Obsédé par sa sécurité énergétique depuis le choc pétrolier de 1973, l’Archipel s’est constitué de longue date d’importantes réserves de pétrole. Il estime disposer d’environ 220 jours de consommation sur son territoire. Mais la situation autour du détroit est si dégradée que le retour à la normale prendra probablement des mois.

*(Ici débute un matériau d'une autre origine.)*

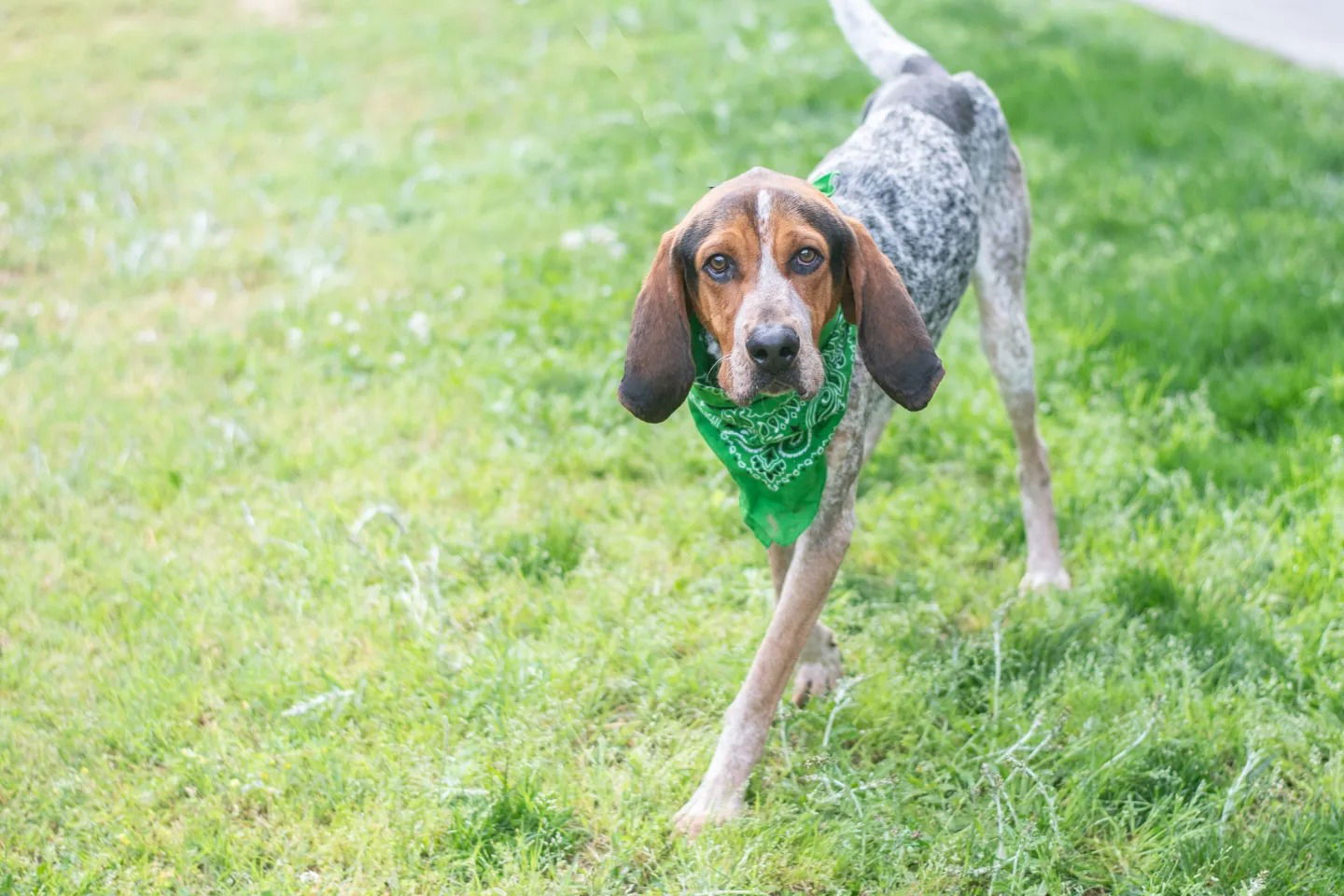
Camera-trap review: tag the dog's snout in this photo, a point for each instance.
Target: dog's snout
(773, 348)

Non seulement le Japon pâtira cruellement de la probable envolée mondiale des cours, faisant souffrir entreprises et particuliers avec un nouvel envol de sa facture énergétique, acquittée dans un yen aujourd’hui au plus bas de son histoire ; mais il craint, tout simplement, pour son approvisionnement.

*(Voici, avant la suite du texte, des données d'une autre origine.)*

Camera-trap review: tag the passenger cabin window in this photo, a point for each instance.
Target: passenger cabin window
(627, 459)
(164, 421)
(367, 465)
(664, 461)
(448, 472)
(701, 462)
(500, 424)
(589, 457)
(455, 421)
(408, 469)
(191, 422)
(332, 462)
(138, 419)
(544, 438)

À la recherche d’une solution de sortie de crise, Donald Trump a sollicité quelques pays alliés, dont le Japon, pour l’aider à rouvrir le détroit d’Ormuz. Mais tous les juristes s’accordent pour estimer que les conditions juridiques ne sont pas réunies pour un engagement des forces d’autodéfense (l’armée nippone) dans ce qui demeure, militairement, une poudrière. Sanae Takaichi a écarté cette éventualité à la Diète, promettant d’expliquer la situation à Donald Trump. Mais elle craint le courroux de l’irascible président, bien qu’il soit la source directe de nouveaux tourments pour son pays. Elle pourra au moins promettre une aide ultérieure, par exemple en dépêchant dans les eaux du détroit d’Ormuz des dragueurs de mines, lorsqu’elles seront pacifiées.

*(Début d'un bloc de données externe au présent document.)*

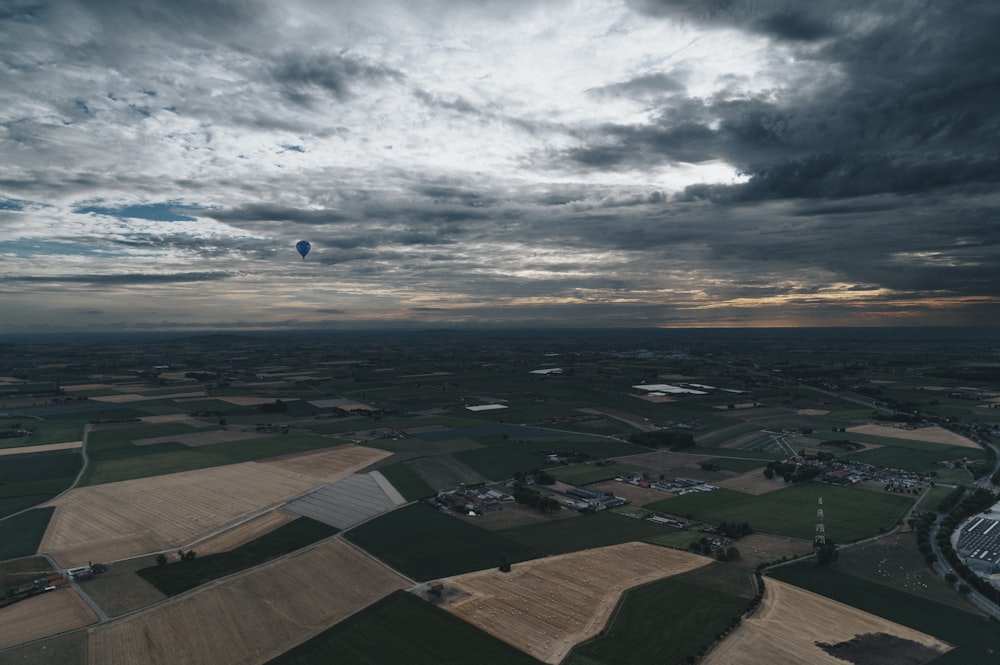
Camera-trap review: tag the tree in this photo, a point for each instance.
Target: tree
(826, 553)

Le Japon pourrait-il prendre un jour de la distance avec un partenaire qui le traite de manière si cavalière ? Il en semble incapable, multipliant les gestes à mesure qu’il est sollicité. Si la relation est rompue, ce sera du fait de Washington, s’accordent les observateurs de cette relation. Ainsi Sanae Takaichi ne semble-t-elle pas adhérer au concept d’alliance entre «puissances moyennes» que le Premier ministre canadien Mark Carney a récemment esquissé. «Sanae Takaichi m’a dit : c’est facile pour Mark Carney de parler comme ça, il n’a que les États-Unis pour voisin», raconte un intellectuel proche de la Première Ministre. «Sanae Takaichi est contrainte d’affronter les réalités économiques et de sécurité. Le Canada fait partie de l’Otan et est dans la même région que les États-Unis. Nous, nous avons fait la guerre, avons été battus et depuis, nous nous efforçons d’être de bons alliés», explique Hitoshi Tanaka, de l’Institut de recherches du Japon, l’un des principaux architectes intellectuels de la diplomatie de son pays. Avant d’avouer son désarroi : «ce que dit Trump chaque jour est si fou…».